Ansteckungen im Familien- und Freundeskreis als grösste Angst
Nach deren Ängsten im Zusammenhang mit der Corona-Krise befragt, rangiert auf dem ersten Rang bei sechs von zehn Schweizern eine Ansteckung im Familien- und Freundeskreis und deren möglichen Folgen. Die Angst vor einer eigenen Ansteckung (35 Prozent) liegt fast gleichauf wie die zweitgrösste Angst, dem «Zusammenbruch des Gesundheitssystems» (36 Prozent). Ein Drittel fürchtet die persönlichen finanziellen Folgen aufgrund Geschäftsausfall oder Kurzarbeit und 31 Prozent befürchten eine weitere Corona-Welle. Rezession oder ein totales Ausgehverbot wird von einem Viertel als Angstfaktor angegeben, künftige Einschränkungen beim Reisen oder Jobverlust von 23 Prozent. Eine länger dauernde Beschneidung der persönlichen Rechte beunruhigt 22 Prozent, wirtschaftliche Folgen an den Börsen 17 Prozent. Einsamkeit oder Langeweile machen je 14 Prozent Angst, dass nichts mehr so sein wird wie vorher 13 Prozent. Die grundsätzliche Abhängigkeit von Dritten bei einer möglichen Ansteckung beunruhigt jede und jeden achten.

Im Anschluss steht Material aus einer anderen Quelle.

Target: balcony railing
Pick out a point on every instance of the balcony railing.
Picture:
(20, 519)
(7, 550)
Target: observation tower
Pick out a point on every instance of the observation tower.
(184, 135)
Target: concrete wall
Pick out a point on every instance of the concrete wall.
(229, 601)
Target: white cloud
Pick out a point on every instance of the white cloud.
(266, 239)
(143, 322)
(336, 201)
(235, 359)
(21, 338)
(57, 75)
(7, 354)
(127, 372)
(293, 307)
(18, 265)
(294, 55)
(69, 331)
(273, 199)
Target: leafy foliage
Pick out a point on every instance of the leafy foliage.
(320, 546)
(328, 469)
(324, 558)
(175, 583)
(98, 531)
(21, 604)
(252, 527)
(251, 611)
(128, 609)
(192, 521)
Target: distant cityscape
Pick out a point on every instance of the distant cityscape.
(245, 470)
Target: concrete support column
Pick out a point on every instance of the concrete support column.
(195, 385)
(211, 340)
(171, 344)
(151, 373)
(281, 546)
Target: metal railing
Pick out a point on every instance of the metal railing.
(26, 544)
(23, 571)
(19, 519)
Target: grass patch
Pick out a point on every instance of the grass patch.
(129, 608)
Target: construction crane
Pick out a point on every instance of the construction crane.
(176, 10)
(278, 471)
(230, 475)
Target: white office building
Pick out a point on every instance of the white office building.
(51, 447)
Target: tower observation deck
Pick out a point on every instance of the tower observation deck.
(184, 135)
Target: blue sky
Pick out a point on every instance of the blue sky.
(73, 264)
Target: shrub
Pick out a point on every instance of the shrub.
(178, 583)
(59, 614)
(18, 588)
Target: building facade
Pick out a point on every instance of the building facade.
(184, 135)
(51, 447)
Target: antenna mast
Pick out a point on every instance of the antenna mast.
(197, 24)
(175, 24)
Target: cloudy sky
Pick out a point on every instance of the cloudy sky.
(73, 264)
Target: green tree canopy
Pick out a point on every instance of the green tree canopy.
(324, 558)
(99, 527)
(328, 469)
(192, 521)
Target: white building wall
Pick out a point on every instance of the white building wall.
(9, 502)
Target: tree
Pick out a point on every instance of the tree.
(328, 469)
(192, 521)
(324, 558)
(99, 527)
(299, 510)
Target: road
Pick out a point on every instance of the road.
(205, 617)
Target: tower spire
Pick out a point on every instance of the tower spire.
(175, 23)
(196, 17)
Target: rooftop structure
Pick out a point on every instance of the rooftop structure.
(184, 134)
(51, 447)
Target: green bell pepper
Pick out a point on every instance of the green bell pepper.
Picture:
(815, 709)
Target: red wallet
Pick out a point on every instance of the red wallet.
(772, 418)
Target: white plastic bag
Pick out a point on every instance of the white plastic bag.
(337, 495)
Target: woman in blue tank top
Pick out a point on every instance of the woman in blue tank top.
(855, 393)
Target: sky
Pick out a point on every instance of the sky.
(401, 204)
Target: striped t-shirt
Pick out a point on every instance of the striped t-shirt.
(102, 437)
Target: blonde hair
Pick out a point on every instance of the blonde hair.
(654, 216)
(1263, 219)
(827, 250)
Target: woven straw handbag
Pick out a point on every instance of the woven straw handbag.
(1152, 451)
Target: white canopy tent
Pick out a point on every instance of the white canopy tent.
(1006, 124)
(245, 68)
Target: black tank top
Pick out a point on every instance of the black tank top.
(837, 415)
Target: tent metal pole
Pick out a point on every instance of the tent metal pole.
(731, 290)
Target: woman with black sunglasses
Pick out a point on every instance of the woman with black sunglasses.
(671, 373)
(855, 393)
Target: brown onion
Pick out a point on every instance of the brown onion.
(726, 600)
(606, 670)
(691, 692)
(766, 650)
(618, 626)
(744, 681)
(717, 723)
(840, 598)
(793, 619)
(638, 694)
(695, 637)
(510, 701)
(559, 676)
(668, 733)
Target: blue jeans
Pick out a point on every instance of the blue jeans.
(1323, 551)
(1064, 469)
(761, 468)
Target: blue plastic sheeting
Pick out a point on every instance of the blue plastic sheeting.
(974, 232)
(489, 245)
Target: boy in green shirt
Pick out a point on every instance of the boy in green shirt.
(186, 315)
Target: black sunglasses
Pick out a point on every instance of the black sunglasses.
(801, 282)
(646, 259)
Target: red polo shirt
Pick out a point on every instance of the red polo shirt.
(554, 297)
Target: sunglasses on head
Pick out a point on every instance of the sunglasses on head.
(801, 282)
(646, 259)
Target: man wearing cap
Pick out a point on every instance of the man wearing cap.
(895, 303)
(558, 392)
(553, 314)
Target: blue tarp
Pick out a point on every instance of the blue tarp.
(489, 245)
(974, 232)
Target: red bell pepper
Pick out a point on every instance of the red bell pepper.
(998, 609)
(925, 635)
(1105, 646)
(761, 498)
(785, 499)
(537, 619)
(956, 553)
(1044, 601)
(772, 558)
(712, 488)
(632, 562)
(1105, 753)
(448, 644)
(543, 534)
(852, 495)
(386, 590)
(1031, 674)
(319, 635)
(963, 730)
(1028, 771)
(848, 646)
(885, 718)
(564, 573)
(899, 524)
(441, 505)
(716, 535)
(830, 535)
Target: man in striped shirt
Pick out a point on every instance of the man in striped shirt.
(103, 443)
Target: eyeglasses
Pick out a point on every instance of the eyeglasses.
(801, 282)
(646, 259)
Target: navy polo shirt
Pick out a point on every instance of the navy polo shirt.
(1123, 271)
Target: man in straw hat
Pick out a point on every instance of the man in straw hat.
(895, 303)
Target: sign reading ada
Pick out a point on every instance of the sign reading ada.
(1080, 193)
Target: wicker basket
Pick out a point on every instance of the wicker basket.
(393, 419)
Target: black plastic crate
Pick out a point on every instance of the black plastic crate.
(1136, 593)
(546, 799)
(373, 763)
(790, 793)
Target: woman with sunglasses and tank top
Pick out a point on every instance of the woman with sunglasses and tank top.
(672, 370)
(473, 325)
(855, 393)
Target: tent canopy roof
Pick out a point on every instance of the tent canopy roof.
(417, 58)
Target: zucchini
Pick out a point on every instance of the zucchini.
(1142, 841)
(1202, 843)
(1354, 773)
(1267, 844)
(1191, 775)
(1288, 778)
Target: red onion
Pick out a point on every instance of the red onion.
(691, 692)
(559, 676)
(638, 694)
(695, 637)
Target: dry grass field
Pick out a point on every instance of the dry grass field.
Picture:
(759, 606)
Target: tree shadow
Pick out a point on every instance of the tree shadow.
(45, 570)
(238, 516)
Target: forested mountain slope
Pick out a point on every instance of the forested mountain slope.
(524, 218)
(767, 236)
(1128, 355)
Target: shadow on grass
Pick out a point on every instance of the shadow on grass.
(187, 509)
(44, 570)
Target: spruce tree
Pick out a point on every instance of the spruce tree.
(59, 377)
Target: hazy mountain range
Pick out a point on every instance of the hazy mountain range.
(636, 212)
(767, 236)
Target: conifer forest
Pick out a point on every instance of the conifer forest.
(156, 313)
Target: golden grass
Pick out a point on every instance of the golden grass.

Die repräsentative Studie «Corona & Wirtschaft» wurde durch die selbständige Marktforscherin Ursula Kaspar bei 1'012 Personen zwischen 14 und 69 Jahren der Deutsch- und Westschweiz durchgeführt. Die Interviews wurden zwischen dem 31. März und 7. April 2020 über das ISO26362-zertifizierte Online-Panel Gapfish mittel CAWI-Interviews erhoben. Der maximale Fehlerbereich des Stichprobenfehlers beträgt +/- 3.1%.